Climate Change/ESG


The Wildlife and Environmental Conservation Society of Zambia (WECSZ) has highlighted that the traditional practice of Chitemene, involving slash and burn agriculture, is deeply rooted in the culture and economy of millet farmers, making it challenging to eliminate. Instead, experts propose adopting improved production methods and introducing less labor-intensive techniques to cultivate millet sustainably.

Gift Mwandila, the Organization’s Mafinga District Coordinator, emphasized the significance of millet in the region and suggested that using lime to neutralize the soil could be a practical solution. Mwandila revealed that they have been successfully growing finger millet without resorting to Chitemene in Nsenje Ward, Mafinga District, by neutralizing the soil’s acidity with lime.

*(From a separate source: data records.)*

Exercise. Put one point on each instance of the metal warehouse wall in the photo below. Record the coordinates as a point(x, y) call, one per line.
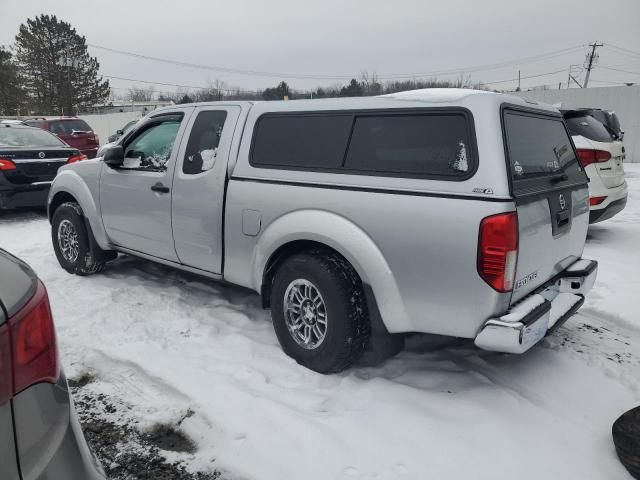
point(625, 101)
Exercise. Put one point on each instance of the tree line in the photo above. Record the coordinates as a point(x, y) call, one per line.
point(49, 70)
point(366, 85)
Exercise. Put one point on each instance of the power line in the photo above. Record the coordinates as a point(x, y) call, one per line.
point(592, 56)
point(631, 52)
point(627, 54)
point(618, 70)
point(493, 66)
point(477, 68)
point(219, 68)
point(523, 78)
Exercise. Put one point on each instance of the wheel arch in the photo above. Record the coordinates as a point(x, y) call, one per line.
point(68, 186)
point(316, 229)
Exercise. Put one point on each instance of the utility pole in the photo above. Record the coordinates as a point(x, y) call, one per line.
point(592, 56)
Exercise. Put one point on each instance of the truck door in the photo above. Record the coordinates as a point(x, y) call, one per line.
point(135, 198)
point(199, 187)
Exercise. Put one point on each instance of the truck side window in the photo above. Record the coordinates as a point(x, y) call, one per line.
point(151, 149)
point(202, 148)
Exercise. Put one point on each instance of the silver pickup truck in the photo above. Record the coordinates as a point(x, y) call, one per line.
point(444, 211)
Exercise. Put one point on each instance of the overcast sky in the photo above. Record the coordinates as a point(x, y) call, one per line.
point(342, 38)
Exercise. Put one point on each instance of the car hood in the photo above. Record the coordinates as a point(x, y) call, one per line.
point(17, 284)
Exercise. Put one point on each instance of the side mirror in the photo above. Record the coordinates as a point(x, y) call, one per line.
point(113, 155)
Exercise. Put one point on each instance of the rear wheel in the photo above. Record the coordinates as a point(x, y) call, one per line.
point(319, 311)
point(72, 241)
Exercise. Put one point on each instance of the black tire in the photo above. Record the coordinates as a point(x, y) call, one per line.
point(89, 260)
point(626, 438)
point(347, 328)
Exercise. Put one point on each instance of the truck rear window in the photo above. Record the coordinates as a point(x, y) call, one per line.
point(402, 144)
point(537, 145)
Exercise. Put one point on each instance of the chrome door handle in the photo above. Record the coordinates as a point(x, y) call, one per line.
point(160, 188)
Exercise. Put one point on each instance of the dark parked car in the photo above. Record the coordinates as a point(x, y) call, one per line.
point(29, 160)
point(73, 131)
point(40, 436)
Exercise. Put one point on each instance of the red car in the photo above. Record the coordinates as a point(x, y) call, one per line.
point(71, 130)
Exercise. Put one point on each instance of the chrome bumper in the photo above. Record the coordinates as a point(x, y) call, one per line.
point(531, 319)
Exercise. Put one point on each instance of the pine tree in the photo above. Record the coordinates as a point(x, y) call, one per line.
point(60, 76)
point(12, 96)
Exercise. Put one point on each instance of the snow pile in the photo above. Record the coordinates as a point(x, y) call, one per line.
point(168, 344)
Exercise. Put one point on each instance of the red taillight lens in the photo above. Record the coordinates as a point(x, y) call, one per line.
point(588, 156)
point(498, 250)
point(6, 375)
point(596, 200)
point(33, 343)
point(77, 158)
point(6, 164)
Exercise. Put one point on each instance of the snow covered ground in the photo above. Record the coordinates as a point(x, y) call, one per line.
point(170, 348)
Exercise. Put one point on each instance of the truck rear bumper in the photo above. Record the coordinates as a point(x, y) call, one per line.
point(527, 322)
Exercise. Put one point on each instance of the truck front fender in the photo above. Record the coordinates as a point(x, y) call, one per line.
point(346, 238)
point(68, 183)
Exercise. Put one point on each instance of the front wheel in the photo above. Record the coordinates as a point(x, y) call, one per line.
point(71, 241)
point(319, 311)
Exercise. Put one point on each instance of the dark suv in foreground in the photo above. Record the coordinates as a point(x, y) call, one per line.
point(73, 131)
point(40, 436)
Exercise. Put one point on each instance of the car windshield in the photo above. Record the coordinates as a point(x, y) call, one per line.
point(128, 126)
point(28, 137)
point(580, 123)
point(67, 127)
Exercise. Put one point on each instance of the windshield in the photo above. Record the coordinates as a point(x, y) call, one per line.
point(67, 127)
point(587, 126)
point(28, 137)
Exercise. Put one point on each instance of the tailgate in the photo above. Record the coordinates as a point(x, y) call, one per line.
point(552, 197)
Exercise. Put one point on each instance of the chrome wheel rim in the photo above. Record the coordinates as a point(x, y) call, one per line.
point(305, 314)
point(68, 240)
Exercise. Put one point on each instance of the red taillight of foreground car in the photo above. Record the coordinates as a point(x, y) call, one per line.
point(6, 164)
point(498, 250)
point(587, 156)
point(6, 375)
point(77, 158)
point(34, 349)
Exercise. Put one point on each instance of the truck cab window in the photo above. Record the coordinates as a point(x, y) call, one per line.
point(151, 149)
point(202, 148)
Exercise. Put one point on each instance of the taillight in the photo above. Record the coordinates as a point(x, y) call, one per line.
point(6, 164)
point(34, 350)
point(596, 200)
point(498, 250)
point(6, 375)
point(77, 158)
point(587, 156)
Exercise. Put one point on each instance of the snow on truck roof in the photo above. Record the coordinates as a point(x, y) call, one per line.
point(413, 98)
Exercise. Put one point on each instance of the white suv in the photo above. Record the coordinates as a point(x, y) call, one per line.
point(602, 157)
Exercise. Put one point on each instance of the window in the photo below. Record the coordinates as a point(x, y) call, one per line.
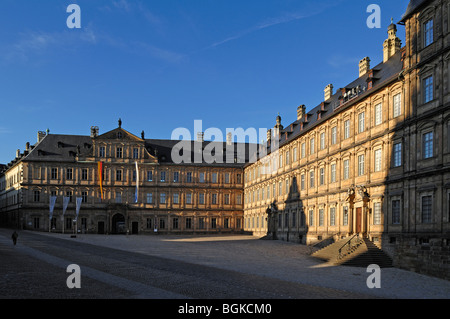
point(201, 223)
point(397, 105)
point(426, 209)
point(321, 176)
point(118, 198)
point(427, 139)
point(239, 198)
point(377, 213)
point(69, 173)
point(119, 175)
point(377, 157)
point(345, 216)
point(321, 217)
point(37, 196)
point(346, 129)
point(361, 122)
point(149, 198)
point(332, 216)
point(334, 135)
point(84, 173)
point(378, 114)
point(360, 165)
point(135, 153)
point(333, 173)
point(176, 198)
point(311, 217)
point(119, 152)
point(397, 154)
point(175, 223)
point(428, 32)
point(396, 211)
point(188, 198)
point(84, 197)
point(188, 222)
point(346, 169)
point(54, 173)
point(428, 89)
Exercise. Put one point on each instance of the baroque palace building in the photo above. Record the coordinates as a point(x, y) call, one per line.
point(105, 172)
point(373, 158)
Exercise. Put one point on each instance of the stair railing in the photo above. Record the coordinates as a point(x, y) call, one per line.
point(353, 242)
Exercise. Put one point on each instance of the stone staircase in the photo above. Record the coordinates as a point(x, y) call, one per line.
point(363, 253)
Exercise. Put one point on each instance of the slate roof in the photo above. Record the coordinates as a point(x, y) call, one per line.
point(383, 73)
point(413, 6)
point(62, 148)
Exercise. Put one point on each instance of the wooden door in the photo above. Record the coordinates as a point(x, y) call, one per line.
point(358, 219)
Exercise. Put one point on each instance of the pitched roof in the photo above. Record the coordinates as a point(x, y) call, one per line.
point(413, 6)
point(381, 74)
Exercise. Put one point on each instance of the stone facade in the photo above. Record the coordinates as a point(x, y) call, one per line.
point(373, 158)
point(172, 198)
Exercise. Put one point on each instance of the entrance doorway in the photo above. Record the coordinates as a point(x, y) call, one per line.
point(101, 228)
point(358, 227)
point(118, 224)
point(134, 228)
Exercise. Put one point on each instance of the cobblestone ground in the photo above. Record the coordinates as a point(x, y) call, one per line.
point(189, 267)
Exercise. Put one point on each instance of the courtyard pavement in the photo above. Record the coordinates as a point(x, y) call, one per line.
point(276, 259)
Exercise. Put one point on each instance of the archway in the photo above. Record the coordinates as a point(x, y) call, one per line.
point(118, 224)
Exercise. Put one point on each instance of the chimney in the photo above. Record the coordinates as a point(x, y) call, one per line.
point(41, 136)
point(301, 111)
point(269, 135)
point(94, 131)
point(229, 138)
point(392, 44)
point(328, 92)
point(364, 66)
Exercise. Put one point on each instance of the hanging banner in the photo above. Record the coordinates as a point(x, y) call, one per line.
point(66, 200)
point(137, 184)
point(52, 205)
point(100, 178)
point(78, 202)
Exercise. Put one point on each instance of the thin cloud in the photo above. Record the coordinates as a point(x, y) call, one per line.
point(282, 19)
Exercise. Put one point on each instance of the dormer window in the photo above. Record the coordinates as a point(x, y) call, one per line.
point(428, 32)
point(119, 152)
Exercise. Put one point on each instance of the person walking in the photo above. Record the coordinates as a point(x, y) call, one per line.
point(14, 237)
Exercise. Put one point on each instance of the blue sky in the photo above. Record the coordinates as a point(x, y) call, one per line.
point(159, 65)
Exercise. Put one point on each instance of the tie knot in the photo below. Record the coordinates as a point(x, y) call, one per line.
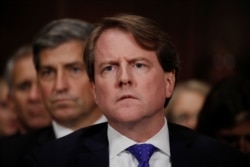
point(142, 152)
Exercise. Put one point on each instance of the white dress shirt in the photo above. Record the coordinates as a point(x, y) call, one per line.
point(118, 156)
point(61, 131)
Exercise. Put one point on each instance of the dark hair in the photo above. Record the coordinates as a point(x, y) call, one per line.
point(22, 52)
point(147, 33)
point(58, 32)
point(225, 105)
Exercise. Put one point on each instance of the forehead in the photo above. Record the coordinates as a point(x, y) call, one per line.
point(65, 53)
point(114, 43)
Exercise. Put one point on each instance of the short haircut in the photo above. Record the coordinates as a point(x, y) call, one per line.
point(147, 33)
point(58, 32)
point(21, 53)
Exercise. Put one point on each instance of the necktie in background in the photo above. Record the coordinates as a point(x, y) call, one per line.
point(142, 152)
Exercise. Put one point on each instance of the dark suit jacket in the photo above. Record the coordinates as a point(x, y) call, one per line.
point(13, 149)
point(88, 147)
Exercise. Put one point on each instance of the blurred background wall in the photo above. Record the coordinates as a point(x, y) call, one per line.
point(212, 36)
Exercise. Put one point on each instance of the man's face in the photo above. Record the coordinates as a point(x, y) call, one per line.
point(64, 82)
point(130, 85)
point(26, 95)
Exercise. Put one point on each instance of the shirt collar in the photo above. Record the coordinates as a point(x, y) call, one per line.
point(60, 130)
point(119, 142)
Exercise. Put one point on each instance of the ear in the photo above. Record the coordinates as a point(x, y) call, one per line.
point(170, 83)
point(93, 89)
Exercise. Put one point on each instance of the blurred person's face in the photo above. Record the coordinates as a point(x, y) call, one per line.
point(8, 120)
point(30, 109)
point(237, 136)
point(186, 108)
point(65, 84)
point(130, 84)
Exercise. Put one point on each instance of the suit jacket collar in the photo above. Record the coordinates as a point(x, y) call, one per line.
point(94, 148)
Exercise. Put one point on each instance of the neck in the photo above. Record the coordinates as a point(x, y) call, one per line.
point(140, 131)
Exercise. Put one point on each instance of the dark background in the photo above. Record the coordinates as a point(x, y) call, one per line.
point(212, 37)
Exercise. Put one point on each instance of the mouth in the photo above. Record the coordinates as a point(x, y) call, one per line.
point(126, 97)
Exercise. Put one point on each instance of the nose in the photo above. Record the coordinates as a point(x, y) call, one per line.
point(34, 94)
point(61, 82)
point(124, 76)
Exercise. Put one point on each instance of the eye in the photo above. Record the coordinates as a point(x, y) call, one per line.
point(108, 68)
point(75, 69)
point(139, 65)
point(47, 73)
point(24, 86)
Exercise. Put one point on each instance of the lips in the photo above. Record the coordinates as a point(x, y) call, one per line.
point(125, 97)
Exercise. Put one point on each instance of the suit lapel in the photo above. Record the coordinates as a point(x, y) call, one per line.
point(181, 146)
point(94, 148)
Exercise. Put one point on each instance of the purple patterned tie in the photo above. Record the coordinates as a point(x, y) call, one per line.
point(142, 152)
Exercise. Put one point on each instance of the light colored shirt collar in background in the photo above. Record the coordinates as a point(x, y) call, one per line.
point(61, 131)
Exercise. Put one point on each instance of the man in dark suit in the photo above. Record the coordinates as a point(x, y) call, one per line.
point(63, 81)
point(132, 67)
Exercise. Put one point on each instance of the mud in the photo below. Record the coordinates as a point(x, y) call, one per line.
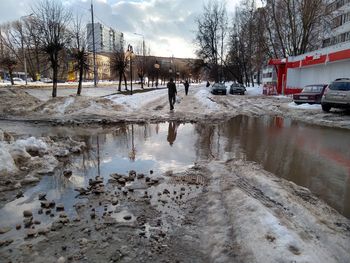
point(89, 110)
point(222, 208)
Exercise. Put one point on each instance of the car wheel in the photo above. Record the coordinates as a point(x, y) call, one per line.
point(326, 107)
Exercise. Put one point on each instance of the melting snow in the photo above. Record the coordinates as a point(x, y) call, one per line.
point(203, 97)
point(137, 100)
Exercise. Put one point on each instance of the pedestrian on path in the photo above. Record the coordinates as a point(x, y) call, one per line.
point(186, 84)
point(172, 93)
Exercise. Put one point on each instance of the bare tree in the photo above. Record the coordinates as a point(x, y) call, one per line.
point(211, 35)
point(79, 52)
point(119, 64)
point(52, 22)
point(9, 62)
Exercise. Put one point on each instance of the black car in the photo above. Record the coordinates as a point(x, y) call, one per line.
point(218, 88)
point(237, 88)
point(310, 94)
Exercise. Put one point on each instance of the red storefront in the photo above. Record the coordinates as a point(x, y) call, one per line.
point(318, 67)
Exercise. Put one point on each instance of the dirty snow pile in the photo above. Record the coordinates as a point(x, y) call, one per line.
point(137, 100)
point(203, 96)
point(254, 91)
point(33, 156)
point(304, 106)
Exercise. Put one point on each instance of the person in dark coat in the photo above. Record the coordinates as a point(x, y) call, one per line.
point(172, 93)
point(172, 132)
point(186, 84)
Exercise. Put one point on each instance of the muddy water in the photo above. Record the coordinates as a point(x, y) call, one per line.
point(314, 157)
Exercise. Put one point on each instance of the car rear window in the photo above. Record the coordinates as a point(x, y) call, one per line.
point(340, 86)
point(313, 89)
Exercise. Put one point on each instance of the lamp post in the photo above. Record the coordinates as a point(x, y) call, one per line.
point(157, 66)
point(143, 56)
point(130, 54)
point(170, 71)
point(24, 54)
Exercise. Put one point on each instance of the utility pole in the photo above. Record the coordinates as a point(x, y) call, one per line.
point(93, 44)
point(24, 54)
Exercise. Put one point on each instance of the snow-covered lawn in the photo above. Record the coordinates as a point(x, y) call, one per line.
point(137, 100)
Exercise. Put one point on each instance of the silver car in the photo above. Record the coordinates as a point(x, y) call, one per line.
point(336, 95)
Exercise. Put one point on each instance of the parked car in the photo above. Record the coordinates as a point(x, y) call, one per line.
point(46, 80)
point(18, 79)
point(237, 88)
point(310, 94)
point(336, 95)
point(218, 88)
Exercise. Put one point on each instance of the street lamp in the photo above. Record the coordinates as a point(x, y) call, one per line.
point(157, 66)
point(22, 43)
point(130, 55)
point(143, 56)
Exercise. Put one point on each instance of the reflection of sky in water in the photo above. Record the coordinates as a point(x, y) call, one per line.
point(108, 153)
point(314, 157)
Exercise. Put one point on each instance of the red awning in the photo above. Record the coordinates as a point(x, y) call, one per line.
point(277, 61)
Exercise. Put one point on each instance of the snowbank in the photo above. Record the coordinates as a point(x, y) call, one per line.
point(304, 106)
point(203, 96)
point(34, 156)
point(254, 91)
point(138, 100)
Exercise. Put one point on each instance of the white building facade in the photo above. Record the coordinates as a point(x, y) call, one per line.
point(324, 65)
point(106, 38)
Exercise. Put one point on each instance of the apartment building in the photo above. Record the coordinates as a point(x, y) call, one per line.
point(320, 66)
point(338, 30)
point(106, 39)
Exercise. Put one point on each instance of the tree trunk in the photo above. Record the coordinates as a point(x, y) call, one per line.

Millet, however, thrives in neutral pH soil, which Chitemene inadvertently provides by the slash and burn process. Mwandila urged replicating the lime-based cultivation method in other parts of Zambia to promote sustainable agriculture and reduce reliance on the environmentally harmful Chitemene system.

Mwandila shared this insight during a Traditional Leaders Dialogue hosted by the Centre for Environment Justice (CEJ) under the Stop The Chop Campaign. This initiative, launched in 2022 with support from the Government of the United States of America and the Zambia United States Alumni Association (ZUEA), aims to combat deforestation and land degradation.

Duncan Kaonga, Mafinga Council Chairperson, commended the CEJ for their continuous efforts in leading the Stop the Chop Campaign in partnership with the Department of State of the United States of America and the Zambia United States Alumni Association. Kaonga expressed gratitude for the Dialogue’s constructive discussions, emphasizing the potential to achieve a more sustainable future for the Mafinga District through a balance between environmental conservation and community development.

As the Dialogue concluded, Kaonga urged stakeholders to embrace the lessons learned and the momentum gained to drive lasting change in their communities and create a more harmonious and sustainable future.